PALANGKA RAYA – Pemerintah Indonesia kini telah mengizinkan aborsi terutama bagi para Wanita yang menjadi korban pemerkosaan atau kekerasan seksual.

Hal itu tertuang pada Peraturan Pemerintah RI Nomor 28 Tahun 2024 tentang Peraturan Pelaksanaan Undang-Undang Nomor 17 Tahun 2023 Tentang Kesehatan, ditandatangani Presiden Joko Widodo (Jokowi) pada tanggal 26 Juli 2024.

Aborsi itu sendiri dapat dilakukan jika ada indikasi kedaruratan medis yang mengancam nyawa ibu atau jika janin memiliki cacat bawaan yang tidak dapat diperbaiki. Selain itu, aborsi juga diperbolehkan bagi korban pemerkosaan atau kekerasan seksual yang menyebabkan kehamilan.

Dengan adanya PP tersebut, Praktisi Hukum di Provinsi Kalimantan Tengah (Kalteng), Suriansyah Halim turut merespons dengan menyebut langkah ini bertujuan untuk keselamatan.

“Dari pandangan atau kacamata hukum yang saya pahami, dikeluarkannya PP tersebut tidak ada yang salah karena bertujuan baik bagi keselamatan ibu, dan atau janin yang akan diaborsi. Dan juga dipastikan dulu apakah sehat atau cacat, jadi tidak sembarangan,” kata Halim kepada cyrustimes, Minggu 4 Agustus 2024.

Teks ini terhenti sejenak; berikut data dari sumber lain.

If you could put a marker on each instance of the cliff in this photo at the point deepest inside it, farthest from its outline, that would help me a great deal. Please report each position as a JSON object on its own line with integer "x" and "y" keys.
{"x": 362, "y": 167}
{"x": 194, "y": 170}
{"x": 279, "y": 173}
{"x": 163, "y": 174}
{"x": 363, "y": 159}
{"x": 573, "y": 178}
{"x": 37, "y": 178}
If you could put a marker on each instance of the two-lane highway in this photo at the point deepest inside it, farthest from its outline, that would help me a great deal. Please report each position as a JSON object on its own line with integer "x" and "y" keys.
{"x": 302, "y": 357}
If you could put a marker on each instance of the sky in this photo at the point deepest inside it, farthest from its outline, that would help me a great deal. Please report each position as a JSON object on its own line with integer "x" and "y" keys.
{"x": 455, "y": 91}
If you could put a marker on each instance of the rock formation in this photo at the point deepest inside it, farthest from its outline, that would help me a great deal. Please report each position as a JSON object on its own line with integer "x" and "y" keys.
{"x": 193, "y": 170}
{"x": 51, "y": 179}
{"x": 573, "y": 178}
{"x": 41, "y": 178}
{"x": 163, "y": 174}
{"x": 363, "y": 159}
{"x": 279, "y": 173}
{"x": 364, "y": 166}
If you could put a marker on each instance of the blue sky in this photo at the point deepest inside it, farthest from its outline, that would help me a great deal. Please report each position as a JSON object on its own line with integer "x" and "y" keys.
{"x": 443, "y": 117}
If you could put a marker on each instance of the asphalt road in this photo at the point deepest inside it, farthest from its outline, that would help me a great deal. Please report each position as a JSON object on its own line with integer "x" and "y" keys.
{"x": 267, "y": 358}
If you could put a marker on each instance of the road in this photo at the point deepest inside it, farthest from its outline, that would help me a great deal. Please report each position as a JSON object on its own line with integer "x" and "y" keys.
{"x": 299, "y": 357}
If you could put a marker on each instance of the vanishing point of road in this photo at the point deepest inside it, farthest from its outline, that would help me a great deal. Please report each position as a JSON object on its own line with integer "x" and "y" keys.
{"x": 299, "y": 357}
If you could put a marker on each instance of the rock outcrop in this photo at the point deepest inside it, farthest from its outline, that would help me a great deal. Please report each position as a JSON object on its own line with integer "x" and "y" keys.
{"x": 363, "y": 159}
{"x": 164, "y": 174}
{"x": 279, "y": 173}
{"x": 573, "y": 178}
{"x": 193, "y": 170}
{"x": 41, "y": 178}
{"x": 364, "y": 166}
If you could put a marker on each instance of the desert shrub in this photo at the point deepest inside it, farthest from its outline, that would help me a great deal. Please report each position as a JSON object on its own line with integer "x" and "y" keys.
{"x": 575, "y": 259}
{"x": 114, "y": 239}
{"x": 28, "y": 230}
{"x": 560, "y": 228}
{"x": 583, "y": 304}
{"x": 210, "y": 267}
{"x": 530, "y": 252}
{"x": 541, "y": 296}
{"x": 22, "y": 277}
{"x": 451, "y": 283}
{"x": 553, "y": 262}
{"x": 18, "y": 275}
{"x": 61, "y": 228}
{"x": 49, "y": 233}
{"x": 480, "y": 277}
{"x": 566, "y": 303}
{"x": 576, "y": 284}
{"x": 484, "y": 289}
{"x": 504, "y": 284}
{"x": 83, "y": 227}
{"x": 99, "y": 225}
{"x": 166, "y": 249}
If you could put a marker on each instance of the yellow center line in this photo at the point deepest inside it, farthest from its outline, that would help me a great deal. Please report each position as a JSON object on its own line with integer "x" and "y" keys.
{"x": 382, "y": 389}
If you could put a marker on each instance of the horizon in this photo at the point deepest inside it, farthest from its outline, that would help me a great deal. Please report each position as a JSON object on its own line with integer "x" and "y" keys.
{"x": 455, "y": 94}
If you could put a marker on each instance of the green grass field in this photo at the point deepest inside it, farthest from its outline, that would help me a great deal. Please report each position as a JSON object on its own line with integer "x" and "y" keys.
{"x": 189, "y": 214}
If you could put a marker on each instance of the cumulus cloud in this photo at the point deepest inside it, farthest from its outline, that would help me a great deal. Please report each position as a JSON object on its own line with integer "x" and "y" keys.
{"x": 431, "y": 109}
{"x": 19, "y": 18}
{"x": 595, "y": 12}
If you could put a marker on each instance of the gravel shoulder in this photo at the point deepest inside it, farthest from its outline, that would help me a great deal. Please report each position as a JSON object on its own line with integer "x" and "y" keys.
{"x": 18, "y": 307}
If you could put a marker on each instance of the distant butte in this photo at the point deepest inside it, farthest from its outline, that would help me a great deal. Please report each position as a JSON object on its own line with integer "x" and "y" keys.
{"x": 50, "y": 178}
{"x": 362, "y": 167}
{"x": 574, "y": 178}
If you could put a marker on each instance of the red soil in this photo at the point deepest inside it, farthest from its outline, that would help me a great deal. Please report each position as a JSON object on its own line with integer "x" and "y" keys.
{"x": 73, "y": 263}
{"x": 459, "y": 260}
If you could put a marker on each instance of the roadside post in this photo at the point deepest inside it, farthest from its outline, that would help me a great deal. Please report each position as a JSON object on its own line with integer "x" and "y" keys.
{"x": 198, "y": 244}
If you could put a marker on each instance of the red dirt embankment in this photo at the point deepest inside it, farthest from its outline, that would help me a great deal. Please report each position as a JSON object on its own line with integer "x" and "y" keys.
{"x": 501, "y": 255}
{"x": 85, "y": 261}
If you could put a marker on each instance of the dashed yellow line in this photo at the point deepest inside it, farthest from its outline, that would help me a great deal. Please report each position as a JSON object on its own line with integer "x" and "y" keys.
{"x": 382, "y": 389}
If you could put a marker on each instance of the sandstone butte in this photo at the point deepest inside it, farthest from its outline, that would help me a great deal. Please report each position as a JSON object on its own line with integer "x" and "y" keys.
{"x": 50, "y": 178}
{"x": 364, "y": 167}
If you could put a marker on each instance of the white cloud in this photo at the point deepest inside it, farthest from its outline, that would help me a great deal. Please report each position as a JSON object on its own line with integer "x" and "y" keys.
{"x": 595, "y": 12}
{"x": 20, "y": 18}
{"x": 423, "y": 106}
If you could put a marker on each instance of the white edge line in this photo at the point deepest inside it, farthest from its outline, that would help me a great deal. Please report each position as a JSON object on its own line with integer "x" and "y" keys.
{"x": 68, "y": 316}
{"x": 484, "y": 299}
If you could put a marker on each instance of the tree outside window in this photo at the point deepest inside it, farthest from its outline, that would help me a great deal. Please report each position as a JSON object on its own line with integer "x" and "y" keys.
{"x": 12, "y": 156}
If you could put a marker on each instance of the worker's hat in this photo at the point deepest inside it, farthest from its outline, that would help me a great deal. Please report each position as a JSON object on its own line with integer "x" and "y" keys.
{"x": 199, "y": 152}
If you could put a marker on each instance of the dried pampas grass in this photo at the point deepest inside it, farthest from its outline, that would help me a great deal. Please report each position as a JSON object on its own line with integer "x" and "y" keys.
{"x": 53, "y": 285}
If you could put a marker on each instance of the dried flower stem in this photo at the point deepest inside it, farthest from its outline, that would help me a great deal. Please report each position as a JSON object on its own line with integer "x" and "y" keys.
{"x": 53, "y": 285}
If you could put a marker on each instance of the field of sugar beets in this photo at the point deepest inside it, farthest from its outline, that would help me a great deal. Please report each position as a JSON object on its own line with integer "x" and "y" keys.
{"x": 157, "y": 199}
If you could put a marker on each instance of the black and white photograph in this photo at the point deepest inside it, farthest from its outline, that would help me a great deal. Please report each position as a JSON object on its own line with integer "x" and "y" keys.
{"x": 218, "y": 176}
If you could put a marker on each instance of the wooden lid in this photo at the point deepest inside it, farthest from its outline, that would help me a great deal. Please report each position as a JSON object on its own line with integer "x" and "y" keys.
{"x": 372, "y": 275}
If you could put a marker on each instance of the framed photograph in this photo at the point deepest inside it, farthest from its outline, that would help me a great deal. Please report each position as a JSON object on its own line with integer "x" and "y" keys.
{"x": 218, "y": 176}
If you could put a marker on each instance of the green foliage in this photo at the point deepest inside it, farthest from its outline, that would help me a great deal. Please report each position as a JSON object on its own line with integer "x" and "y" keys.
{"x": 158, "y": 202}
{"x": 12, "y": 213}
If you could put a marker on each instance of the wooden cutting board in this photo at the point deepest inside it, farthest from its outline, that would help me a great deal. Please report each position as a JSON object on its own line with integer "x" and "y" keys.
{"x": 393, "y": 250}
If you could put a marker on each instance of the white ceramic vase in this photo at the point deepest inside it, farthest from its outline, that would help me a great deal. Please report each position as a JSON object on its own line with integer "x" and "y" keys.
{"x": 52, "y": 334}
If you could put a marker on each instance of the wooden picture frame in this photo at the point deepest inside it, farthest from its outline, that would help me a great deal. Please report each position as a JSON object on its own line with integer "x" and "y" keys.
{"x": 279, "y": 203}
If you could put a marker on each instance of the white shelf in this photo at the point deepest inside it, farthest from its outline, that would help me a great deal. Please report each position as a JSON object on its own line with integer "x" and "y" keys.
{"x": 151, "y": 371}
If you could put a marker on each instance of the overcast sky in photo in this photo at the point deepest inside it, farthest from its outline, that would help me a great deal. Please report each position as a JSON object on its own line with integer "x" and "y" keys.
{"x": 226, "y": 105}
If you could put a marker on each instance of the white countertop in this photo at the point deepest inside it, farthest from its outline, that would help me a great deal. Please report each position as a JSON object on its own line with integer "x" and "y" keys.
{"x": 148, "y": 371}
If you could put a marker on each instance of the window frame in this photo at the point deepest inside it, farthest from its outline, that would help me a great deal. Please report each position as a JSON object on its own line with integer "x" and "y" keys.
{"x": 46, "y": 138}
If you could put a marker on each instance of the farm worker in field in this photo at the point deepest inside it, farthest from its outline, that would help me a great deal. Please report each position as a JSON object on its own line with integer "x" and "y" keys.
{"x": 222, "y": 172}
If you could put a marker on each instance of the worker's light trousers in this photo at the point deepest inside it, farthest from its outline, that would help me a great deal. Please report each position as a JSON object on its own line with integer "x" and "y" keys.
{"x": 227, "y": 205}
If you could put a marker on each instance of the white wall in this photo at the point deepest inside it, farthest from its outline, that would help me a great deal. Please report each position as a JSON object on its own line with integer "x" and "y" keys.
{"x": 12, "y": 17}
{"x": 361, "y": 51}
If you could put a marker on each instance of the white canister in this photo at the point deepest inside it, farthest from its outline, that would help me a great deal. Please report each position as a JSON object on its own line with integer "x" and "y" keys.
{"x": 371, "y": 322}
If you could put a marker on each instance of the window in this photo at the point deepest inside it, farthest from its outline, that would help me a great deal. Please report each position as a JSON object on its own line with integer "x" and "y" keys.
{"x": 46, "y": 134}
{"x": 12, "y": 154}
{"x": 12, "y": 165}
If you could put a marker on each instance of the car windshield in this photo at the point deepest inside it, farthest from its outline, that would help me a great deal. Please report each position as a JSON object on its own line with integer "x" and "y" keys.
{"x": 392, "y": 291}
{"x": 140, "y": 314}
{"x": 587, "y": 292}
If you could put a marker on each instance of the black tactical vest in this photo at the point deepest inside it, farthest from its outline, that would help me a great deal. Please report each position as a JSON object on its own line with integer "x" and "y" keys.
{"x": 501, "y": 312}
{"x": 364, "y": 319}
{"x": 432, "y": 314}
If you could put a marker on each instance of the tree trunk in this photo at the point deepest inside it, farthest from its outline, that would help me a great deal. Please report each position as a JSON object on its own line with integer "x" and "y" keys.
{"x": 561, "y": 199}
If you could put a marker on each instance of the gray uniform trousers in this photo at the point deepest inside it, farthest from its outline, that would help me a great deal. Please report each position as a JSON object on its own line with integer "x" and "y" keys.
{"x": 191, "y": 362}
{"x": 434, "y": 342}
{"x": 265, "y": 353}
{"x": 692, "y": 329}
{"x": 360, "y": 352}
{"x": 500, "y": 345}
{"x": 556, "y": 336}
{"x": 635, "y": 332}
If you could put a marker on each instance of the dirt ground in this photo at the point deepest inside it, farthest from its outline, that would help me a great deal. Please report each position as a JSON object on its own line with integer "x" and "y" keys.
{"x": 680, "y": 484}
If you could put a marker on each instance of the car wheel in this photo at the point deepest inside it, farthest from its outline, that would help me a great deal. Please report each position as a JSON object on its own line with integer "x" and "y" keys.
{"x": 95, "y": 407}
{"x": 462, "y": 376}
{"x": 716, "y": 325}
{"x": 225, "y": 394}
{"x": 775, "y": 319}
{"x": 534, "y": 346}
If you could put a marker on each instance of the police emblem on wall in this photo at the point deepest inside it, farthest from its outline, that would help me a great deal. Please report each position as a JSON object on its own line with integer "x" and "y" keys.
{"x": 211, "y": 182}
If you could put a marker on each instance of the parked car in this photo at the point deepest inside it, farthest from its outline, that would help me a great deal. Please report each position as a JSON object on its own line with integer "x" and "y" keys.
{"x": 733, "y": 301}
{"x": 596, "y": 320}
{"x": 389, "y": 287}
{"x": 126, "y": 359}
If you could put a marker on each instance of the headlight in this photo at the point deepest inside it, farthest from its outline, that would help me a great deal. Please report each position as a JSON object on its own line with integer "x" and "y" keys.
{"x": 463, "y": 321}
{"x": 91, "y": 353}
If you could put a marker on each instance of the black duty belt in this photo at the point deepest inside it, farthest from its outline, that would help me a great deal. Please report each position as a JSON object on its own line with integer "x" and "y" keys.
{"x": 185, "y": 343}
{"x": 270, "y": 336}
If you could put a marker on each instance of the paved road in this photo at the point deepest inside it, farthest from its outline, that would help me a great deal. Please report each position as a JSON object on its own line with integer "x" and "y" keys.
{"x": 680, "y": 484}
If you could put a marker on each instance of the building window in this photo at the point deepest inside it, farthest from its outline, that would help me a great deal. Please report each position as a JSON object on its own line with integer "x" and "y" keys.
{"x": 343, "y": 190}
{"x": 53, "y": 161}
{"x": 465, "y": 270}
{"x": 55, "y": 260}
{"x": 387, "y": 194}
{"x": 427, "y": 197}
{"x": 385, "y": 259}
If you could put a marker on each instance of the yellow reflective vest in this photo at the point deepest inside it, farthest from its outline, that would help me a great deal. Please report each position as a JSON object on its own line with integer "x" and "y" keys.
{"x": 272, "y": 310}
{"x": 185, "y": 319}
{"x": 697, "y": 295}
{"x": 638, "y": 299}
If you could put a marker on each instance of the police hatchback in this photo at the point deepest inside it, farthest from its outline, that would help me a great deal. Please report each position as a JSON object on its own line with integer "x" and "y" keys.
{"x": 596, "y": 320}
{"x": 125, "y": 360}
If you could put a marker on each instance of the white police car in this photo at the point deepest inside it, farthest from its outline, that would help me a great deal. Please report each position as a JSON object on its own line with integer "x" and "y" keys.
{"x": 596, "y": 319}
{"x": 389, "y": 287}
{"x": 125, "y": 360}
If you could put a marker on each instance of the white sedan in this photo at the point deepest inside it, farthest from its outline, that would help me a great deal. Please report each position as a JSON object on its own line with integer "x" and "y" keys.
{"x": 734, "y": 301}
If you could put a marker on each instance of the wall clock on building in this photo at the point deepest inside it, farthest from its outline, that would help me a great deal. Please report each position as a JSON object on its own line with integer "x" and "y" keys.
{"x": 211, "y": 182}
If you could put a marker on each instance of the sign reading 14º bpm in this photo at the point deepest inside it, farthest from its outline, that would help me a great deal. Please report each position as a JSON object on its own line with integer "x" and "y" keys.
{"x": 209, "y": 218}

Halim menambahkan, semua sudah tentu melalui proses penilaian oleh beberapa ahli dibidangnya. “Sehingga aborsi menjadi jalan terakhir dan terbaik baik korban atau ibu hamil tersebut,” tambahnya.

Halim menjelaskan, izin aborsi bagi korban pemerkosaan atau kekerasan seksual diberikan bertujuan untuk melindungi kesehatan fisik dan mental korban.

“Kehamilan akibat pemerkosaan atau kekerasan seksual dapat menyebabkan trauma psikologis yang mendalam dan berkelanjutan. Selain itu, kondisi ini juga dapat menimbulkan risiko kesehatan bagi ibu, baik secara fisik maupun emosional,” jelasnya.

Dengan memberikan izin aborsi dalam kasus-kasus ini, pemerintah berusaha memberikan perlindungan dan dukungan kepada korban, serta membantu mereka untuk pulih dari pengalaman traumatis tersebut.

“Tapi izin tidak sembarangan atau secara otomatis bisa bagi setiap orang dengan kasus yang serupa, ada beberapa prosedur dan tahapan yang harus dilalui,” tutupnya.

Berikut prosedur aborsi dalam kasus pemerkosaan di Indonesia diatur dengan ketat untuk memastikan keamanan dan kesejahteraan korban. Berikut adalah langkah-langkah umum yang harus diikuti:

  1. Konseling Pra-Tindakan: Korban harus menjalani sesi konseling dengan konselor yang terlatih untuk memastikan bahwa keputusan untuk melakukan aborsi adalah keputusan yang tepat dan dipahami sepenuhnya oleh korban.
  2. Surat Keterangan Dokter: Dokter harus memberikan surat keterangan yang menyatakan usia kehamilan dan mengonfirmasi bahwa kehamilan tersebut adalah hasil dari pemerkosaan.
  3. Keterangan dari Penyidik: Korban harus mendapatkan keterangan dari penyidik yang menyatakan adanya dugaan pemerkosaan atau kekerasan seksual lainnya yang menyebabkan kehamilan.
  4. Pelaksanaan Aborsi: Aborsi harus dilakukan oleh tenaga medis yang berkompeten di fasilitas kesehatan yang memenuhi syarat. Prosedur ini harus dilakukan sebelum usia kehamilan mencapai 14 minggu.
  5. Konseling Pasca-Tindakan: Setelah aborsi dilakukan, korban harus menjalani sesi konseling lanjutan untuk membantu proses pemulihan fisik dan mental.

Prosedur ini dirancang untuk memberikan perlindungan maksimal kepada korban dan memastikan bahwa aborsi dilakukan dengan aman dan sesuai dengan hukum yang berlaku.